Abstract

Sequestration of carbon dioxide (CO2) in geological formations is one proposed method for isolating anthropogenic CO2 from the atmosphere. Determining the viability, risks, and optimal locations of sequestering CO2 in the subsurface requires detailed knowledge of the complex interactions among CO2, rock matrix, and pore fluids under appropriate in situ pressure and temperature conditions. Many physical and chemical processes are known to occur both during and after geologic CO2 injection, including diagenetic chemical reactions and associated permeability changes. Although it is commonly assumed that CO2 sequestered in this way will ultimately become mineralized, the rates of these changes, including CO2 hydration in brines, are known to be relatively slow. Together with hydrated CO2, cations from produced brines may form solid-state carbonate minerals, ostensibly providing permanent sequestration.
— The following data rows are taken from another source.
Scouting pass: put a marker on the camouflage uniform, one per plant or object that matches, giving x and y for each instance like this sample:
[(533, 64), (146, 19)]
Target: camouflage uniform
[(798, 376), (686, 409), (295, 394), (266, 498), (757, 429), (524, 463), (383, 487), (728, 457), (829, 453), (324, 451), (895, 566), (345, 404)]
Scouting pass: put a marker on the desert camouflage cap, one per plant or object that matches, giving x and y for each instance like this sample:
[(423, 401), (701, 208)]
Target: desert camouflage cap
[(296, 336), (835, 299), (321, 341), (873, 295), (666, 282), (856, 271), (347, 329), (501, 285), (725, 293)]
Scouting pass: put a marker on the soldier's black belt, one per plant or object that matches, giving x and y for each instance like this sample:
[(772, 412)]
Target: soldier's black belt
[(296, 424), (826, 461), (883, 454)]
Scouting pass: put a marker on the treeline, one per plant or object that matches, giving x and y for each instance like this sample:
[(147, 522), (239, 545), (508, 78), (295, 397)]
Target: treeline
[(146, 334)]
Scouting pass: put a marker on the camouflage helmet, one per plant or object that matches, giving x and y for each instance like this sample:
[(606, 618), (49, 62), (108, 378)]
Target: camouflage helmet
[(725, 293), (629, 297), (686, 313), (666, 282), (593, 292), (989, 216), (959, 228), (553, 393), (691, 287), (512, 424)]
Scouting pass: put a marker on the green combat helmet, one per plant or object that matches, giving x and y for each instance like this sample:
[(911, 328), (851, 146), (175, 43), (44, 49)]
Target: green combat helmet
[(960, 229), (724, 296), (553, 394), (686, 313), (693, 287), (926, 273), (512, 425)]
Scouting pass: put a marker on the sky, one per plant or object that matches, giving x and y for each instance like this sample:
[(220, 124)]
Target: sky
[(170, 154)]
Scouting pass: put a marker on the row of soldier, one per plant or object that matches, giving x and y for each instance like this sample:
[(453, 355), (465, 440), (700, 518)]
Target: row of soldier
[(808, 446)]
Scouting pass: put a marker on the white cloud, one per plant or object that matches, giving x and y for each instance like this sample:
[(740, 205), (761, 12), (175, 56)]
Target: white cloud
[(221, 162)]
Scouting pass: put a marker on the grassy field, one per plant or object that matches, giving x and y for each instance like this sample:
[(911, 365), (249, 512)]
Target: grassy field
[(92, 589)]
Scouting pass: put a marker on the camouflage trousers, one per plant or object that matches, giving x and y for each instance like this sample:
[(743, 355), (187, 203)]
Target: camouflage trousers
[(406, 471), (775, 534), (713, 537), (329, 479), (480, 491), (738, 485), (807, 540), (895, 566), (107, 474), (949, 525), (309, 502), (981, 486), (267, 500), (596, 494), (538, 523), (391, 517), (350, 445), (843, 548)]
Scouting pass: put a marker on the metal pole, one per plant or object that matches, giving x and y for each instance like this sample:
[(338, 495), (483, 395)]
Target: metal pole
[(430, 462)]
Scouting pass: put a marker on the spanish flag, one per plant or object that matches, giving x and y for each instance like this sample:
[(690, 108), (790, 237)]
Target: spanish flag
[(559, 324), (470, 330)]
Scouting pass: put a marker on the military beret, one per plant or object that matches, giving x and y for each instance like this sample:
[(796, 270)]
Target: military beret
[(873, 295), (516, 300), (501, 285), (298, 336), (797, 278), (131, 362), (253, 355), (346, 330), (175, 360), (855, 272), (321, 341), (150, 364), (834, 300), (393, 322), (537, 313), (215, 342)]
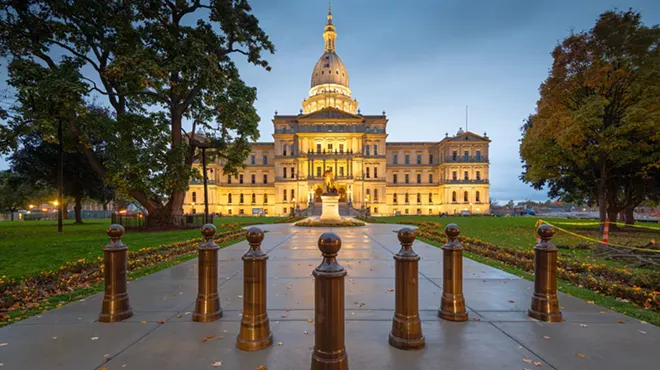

We used results of earlier laboratory CO2-brine flow experiments performed in rock core to calibrate a reactive transport simulator. We are using the calibrated model to estimate in situ effects of a range of possible sequestration options in depleted oil/gas reservoirs. The code applied in this study is a combination of the well known TOUGH2 simulator, for coupled groundwater/brine and heat flow, with the chemistry code TRANS for chemically reactive transport.

Variability in response among rock types suggests that CO2 injection will induce ranges of transient and spatially dependent changes in intrinsic rock permeability and porosity. Determining the effect of matrix changes on CO2 mobility is crucial in evaluating the efficacy and potential environmental implications of storing CO2 in the subsurface.